My Children! My Africa! (1989, Athol Fugard), performed at Pershing Square Signature Center in New York
My Children! My Africa! begins in the middle of a heated academic debate, during which a teacher, Mr. M (James A. Williams), reads aloud the dictionary definition of the word "debate" to two students, a white girl named Isabel (Allie Gallerani) and a black boy named Thami (Stephen Tyrone Williams). So far, so didactic. Gradually, though, Athol Fugard's 1989 drama digs underneath these three characters and uncovers a whole complex moral universe. Mr. M has his own long-term vision of how to bring change to a South Africa torn apart by apartheid; his prized pupil Thami, however, finds himself caught in more proactive and violent methods. Poor Isabel—whom Thami befriends but whom, deep down, he essentially sees as the enemy—is caught in the middle of this ideological tug-of-war. Far from coming off as merely schematic, My Children!
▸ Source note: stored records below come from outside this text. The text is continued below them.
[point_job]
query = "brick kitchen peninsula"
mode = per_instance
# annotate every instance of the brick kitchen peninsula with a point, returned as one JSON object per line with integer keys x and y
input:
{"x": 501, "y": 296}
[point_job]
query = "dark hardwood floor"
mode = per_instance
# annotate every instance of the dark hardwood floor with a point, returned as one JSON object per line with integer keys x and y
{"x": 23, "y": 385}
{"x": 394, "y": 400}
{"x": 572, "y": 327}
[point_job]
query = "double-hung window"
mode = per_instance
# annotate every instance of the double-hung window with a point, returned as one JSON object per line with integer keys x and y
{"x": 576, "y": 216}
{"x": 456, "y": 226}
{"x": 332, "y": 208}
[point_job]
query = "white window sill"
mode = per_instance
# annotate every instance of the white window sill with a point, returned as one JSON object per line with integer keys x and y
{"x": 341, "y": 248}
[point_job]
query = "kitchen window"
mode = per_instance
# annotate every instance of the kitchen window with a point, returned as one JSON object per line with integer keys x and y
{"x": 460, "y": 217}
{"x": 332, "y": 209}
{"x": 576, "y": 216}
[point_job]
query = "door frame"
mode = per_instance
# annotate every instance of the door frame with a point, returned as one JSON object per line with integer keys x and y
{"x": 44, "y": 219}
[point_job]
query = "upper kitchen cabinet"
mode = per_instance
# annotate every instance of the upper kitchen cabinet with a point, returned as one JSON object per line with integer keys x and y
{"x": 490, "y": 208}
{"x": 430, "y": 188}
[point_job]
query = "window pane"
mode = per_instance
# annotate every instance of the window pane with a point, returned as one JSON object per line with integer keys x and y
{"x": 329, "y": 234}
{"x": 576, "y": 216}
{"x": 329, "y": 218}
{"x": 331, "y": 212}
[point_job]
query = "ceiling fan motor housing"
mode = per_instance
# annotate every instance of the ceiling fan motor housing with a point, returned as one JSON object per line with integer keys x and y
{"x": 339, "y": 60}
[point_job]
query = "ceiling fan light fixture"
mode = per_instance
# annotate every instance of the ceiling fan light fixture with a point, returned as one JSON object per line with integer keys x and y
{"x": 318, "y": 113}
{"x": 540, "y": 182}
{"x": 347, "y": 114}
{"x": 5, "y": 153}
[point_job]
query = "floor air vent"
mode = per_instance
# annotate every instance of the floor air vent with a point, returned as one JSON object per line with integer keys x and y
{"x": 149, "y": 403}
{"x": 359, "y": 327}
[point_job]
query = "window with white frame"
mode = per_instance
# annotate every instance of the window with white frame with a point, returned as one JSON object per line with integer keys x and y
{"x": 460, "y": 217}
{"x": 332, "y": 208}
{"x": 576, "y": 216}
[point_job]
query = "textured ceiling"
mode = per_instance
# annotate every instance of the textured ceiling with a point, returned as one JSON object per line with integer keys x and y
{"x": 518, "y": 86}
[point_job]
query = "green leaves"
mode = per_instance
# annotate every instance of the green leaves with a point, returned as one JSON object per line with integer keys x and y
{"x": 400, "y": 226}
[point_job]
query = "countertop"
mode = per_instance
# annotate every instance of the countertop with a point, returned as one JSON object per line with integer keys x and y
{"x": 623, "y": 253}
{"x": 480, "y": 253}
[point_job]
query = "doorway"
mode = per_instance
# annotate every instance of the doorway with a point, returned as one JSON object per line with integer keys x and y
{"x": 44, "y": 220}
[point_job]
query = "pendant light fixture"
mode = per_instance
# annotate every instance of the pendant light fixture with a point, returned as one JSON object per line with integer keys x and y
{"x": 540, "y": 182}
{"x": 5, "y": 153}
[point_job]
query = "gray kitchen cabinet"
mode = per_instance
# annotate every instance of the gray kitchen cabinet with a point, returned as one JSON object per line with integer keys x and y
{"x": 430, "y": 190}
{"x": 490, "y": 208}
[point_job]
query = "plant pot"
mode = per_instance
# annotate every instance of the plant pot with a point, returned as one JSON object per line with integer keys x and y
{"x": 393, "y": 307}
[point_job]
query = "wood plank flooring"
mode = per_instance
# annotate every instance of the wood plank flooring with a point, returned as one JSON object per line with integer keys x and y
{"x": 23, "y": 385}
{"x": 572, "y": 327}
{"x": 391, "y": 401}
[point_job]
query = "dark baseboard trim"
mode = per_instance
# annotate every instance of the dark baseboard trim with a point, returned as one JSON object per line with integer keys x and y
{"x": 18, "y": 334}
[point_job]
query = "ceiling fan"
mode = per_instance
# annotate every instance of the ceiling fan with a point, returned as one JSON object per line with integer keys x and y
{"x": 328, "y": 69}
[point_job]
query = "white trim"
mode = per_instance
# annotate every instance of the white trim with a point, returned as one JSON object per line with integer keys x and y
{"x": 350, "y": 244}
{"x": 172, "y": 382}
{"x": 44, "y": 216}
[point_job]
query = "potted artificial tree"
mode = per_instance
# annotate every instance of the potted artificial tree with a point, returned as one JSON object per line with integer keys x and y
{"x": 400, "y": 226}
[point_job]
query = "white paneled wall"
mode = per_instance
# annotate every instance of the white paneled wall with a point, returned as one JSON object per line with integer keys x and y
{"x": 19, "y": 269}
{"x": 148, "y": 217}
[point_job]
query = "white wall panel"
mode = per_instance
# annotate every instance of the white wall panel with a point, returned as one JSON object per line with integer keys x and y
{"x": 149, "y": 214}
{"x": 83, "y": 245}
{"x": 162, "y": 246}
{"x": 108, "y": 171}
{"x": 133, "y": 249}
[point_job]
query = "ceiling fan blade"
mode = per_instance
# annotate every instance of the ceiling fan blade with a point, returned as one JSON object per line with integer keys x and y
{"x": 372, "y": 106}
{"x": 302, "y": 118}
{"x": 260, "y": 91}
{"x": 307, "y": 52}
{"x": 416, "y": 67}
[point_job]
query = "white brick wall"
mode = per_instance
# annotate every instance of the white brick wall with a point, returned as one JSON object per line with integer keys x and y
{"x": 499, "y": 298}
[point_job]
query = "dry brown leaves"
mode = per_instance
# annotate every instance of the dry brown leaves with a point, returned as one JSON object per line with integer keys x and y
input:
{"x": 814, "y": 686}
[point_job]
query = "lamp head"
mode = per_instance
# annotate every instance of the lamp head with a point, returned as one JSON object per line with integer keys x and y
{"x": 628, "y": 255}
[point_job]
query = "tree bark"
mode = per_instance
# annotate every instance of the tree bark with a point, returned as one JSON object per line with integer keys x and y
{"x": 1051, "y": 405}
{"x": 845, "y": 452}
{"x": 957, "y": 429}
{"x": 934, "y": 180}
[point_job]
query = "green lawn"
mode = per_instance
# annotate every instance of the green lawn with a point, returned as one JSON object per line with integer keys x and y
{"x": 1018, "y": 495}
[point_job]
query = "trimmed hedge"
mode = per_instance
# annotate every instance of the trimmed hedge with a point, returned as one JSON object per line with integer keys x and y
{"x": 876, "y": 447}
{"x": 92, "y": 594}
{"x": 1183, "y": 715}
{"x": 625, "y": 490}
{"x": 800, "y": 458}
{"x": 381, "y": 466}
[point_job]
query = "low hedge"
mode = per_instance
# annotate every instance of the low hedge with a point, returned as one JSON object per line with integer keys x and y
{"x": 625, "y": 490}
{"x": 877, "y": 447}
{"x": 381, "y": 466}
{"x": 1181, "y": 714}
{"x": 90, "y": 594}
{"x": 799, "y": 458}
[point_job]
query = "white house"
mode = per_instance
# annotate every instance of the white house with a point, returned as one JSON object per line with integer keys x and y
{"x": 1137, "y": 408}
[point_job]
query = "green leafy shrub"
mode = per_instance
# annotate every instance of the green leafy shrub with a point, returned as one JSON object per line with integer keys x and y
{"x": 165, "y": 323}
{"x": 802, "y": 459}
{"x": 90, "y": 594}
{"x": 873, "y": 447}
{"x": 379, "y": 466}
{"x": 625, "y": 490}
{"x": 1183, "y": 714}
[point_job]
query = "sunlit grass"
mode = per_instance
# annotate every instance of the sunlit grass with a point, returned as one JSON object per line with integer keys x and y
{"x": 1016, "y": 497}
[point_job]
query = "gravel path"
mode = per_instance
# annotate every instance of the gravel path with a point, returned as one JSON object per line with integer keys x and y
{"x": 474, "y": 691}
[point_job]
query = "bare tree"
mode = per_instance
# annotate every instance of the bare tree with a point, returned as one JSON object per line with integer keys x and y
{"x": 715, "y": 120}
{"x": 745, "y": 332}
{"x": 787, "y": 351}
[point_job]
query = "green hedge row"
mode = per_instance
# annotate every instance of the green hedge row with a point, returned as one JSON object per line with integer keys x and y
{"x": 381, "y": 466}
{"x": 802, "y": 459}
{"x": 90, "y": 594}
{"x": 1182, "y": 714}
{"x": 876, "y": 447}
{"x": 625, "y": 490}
My Africa! more often has the welcome quality of a thought-provoking dialectic, this quality being most evident in the separate monologues all three characters have during the first act, in which they reveal to us their background and worldviews. That even-handed quality, however, might not have meant much in the end if it didn't finally impress as human drama, and an increasingly devastating one down the stretch.

I have now seen two Athol Fugard plays (his 1961 play Blood Knot, produced by the same Signature Theatre Company earlier this year, was the other) and have found myself deeply moved by their intelligence, humanity and complexity. More, please! (I now truly regret not having maybe splurged to see The Road to Mecca on Broadway, late last year and earlier this year.)

If you can get past Hoberman's increasingly snarky tone—the deeper into the 1950s he gets, the more he begins to exude a smirky condescension toward some of the lunacies of the decade—this is indeed a valuable work of film history and cultural criticism, painting a vivid portrait of that crazy decade and making insightful connections between American society and the films Hollywood was producing at the time. At its best, An Army of Phantoms makes you feel like you are there; at its worst, it pulls you out of the headlong rush for jokey one-sentence asides. Someone please tell me his "prequel" The Dream Life isn't like this, or I may find myself less charitable.

Fine Art

Ellsworth Kelly Plant Drawings, seen at the Metropolitan Museum of Art in New York
My ticket to the Carer/Jarrell/Boulez concert on Friday night also ensured free admission into the Metropolitan Museum of Art for the day, so I decided to take advantage and go check out this exhibit as well as a bunch of other art besides. I hadn't heard of the American artist before, but one of my co-workers at The Wall Street Journal recently interviewed him for a Weekend Journal story, so I figured I'd dive right in and explore.

The exhibit is made up of pencil/pen sketches of various plants—sounds ho-hum on the face of it. But look closer, and some of those more delicate graphite and ink strokes indicate an attempt at something beyond mere representation. A lot of these seemingly very simple drawings reminded me of the serenity Willem De Kooning achieved with his daringly pared-down late canvases, in which a few simple strokes and colors manage to suggest whole moods and environments. Kelly's plant drawings have a similar purity. They're all quite lovely.

And then I followed a tip from Karen Rosenberg's New York Times review of the exhibit and decided to check out the rest of the Modern and Contemporary Art wing to find some of the other Kelly works the Met had in its collection...and I found myself groaning a bit when I came upon Blue Panel (1977), which is basically just a parallelogram-ish canvas painted entirely dark blue. I usually like to consider myself pretty open-minded about this kind of thing, but I have to admit, when I see something like that, the inner aesthetic reactionary in me comes out—something along the lines of "It's not art if I could conceivably do this myself." His Spectrum V series (1969) at least has mild conceptual interest to it (it's a bunch of rectangular canvases with all the colors of the spectrum, on one each canvas). I guess I'll have to investigate this Ellsworth Kelly fellow a lot more before deciding what I think of his art.